Methodology

The research underpinning the third edition of European Financial Flows on SDG7 to Africa is based on the production of a dataset as comprehensive and robust as possible. The dataset is comprised of commitments and disbursements to SDG7-compliant projects in Africa for the period 2014-2022 from public donors (bilateral and multilateral), African national governments, and the private sector.

Public data was primarily taken from the OECD’s Development Assistance Committee Creditor Reporting System (OECD DAC CRS), which tracks aid commitments and disbursements from OECD members.

Given that contributions to SDGs are of a certain qualitative standard, only public finance, classified as ODA or Other Official Flows (OOF), is included. Non-ODA finance (such as export credit) is omitted, as are public financial flows where data is not made available in a transparent way. For this reason, data on the Chinese financing of energy in Africa has been excluded.

For this third edition, data on private investments was derived from the OECD’s Mobilised Private Finance for Development database, which provides the most comprehensive and readily available source of private finance.

For African national government budget data, open source research was used to uncover spending at the department level. However, in some instances, spending was only available at the ministerial level instead of departmental level (e.g. budget of the Ministry of Energy instead of disaggregated for the electricity department). While data availability has improved over the years, it is still not possible to identify SDG7-compliant spending within budget documents. Where possible, project and programme information was used to exclude non-SDG7 spending.

Unless stated otherwise, the headline figures presented in this report are commitments as reported to the OECD DAC. Disbursements are analysed in parallel to track how much money has been actually disbursed versus that committed, and to quantify the grant equivalent and concessionality of investments.

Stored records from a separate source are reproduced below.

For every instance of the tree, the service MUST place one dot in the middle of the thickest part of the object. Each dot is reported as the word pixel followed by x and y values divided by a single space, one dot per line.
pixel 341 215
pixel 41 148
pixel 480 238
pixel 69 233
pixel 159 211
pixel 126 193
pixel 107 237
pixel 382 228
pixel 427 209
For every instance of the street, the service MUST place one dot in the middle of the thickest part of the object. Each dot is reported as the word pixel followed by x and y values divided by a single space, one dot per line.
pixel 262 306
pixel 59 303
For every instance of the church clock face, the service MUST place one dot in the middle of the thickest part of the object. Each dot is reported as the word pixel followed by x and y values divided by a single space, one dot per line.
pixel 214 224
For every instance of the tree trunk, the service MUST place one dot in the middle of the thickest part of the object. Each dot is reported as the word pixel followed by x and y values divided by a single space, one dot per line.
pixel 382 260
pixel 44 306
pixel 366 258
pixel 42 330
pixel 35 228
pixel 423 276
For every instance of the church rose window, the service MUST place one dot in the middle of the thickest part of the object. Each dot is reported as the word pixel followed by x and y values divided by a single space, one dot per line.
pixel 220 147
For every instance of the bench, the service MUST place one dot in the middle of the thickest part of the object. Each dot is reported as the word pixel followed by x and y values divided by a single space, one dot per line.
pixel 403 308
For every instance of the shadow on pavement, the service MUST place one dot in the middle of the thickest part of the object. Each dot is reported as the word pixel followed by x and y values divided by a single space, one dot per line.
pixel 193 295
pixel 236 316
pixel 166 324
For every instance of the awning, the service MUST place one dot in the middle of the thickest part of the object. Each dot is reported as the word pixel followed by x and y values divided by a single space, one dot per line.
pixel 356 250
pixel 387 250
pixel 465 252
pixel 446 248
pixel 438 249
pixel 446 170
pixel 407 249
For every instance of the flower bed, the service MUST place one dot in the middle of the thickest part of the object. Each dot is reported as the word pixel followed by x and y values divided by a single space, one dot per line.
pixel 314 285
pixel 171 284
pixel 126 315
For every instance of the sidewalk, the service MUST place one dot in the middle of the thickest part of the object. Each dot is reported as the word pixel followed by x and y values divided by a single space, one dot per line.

It is important to note that due to the dispersed and disparate nature of data on the African continent, it was not possible to obtain an entirely exhaustive dataset. All the EU Member States and OECD member financing has been captured, but limited data is available for other actors, including regional development banks, other multilateral organisations, and non-OECD states. The dataset is built on project-level data to the greatest extent possible. This approach ensures that double counting is avoided. In some cases, project-level information is unavailable, at which point aggregated data published by credible organisations is used, if not already captured.